When he graduated in 1991, it was difficult to make money from art, so
he began working in construction and interior design, spending a
decade working on the gleaming office towers and shopping malls that
were springing up all over Beijing.
"I didn't enjoy it at all," he says. In 2001, he left Beijing to study
Buddhism, visiting small temples in Shandong, Hebei, Gansu, and
Jiangsu provinces. "These are places tourists don't visit," he
explains. "I would be introduced to one temple by monks in another."
Eventually he designed and built a small temple halfway up a mountain
in Yantai, Shandong province, which monks still use today.
The Beijing he returned to in 2004 felt familiar, but vastly changed.
The art market was sky-rocketing, and his paintings began to sell.
"Many people said that setting up the temple brought me good luck," he
says. "I also think so."
In 2007, with money from his paintings, he decided he wanted promote
martial arts.

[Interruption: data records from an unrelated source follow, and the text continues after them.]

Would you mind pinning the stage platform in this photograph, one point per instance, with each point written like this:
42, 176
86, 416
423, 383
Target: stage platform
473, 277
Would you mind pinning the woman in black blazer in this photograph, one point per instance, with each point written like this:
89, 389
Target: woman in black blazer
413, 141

So far, the center has attracted a handful of young and
artsy types who are interested in learning about traditional culture.

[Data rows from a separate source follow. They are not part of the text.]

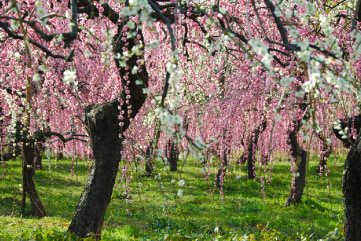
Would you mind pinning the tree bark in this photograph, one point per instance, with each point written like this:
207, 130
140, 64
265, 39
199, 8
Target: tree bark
351, 180
106, 124
223, 168
351, 189
325, 152
298, 155
103, 126
172, 153
252, 146
28, 185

On my first visit, a group of students showed me tai chi moves. One
was a freelance graphic designer who visits on her days off. Another,
an aspiring filmmaker, compared my early attempts at arm circles to
the dance in Pulp Fiction.
"They have a better-off life," he says, referring to the young people
who've flocked to his center. "In the past few years, the economy has
grown bigger, but people are also becoming more interested in
promoting tradition. For a very long time after the Cultural
Revolution, we thought we had to get rid of very old things. Nobody
was interested in the kind of center except foreigners."
Li Hang, who had been studying tai chi informally since he was 8, was
introduced to the center by friends about a year ago. Initially, he
just wanted to take a look, but Li stayed on and became one of the
first instructors. "I think we have the same goals about practicing
and promoting martial arts," Li tells me. "What's in movies is all
about performing, which gets you farther and farther from a sense of a
healthy body and soul."
Feng, who mostly practices a forceful form of martial arts called
dacheng quan, also hopes to counter some of the stereotypes he sees
about Chinese martial arts.
"There's a trend of making the traditional arts look very Eastern and
magical. People think they can learn kung fu and hit 100 people," he
says. "I want to teach martial arts that are very true and genuine."
When I remark that he appears calm, despite the violent form of
martial arts he prefers, he produces a Chinese magazine and shows me a
photo of Bruce Lee's teacher, Yip Man, who also had a placid bearing.
Yip is his favorite martial arts master because he wasn't detached
from the world, but wanted to teach martial arts to others. "After
World War II, he taught everyone in his city martial arts to protect
them and help them bring out the soul again," Feng explains.
Feng, too, sees his center as a place to bring back the soul in an
increasingly modern city.
"As the city gets more and more modern, we think more of natural
things and the soul," he says. "It's just like how people in more
developed places want to go farther and farther from cities when they
go on vacation. They go to very clean, natural places."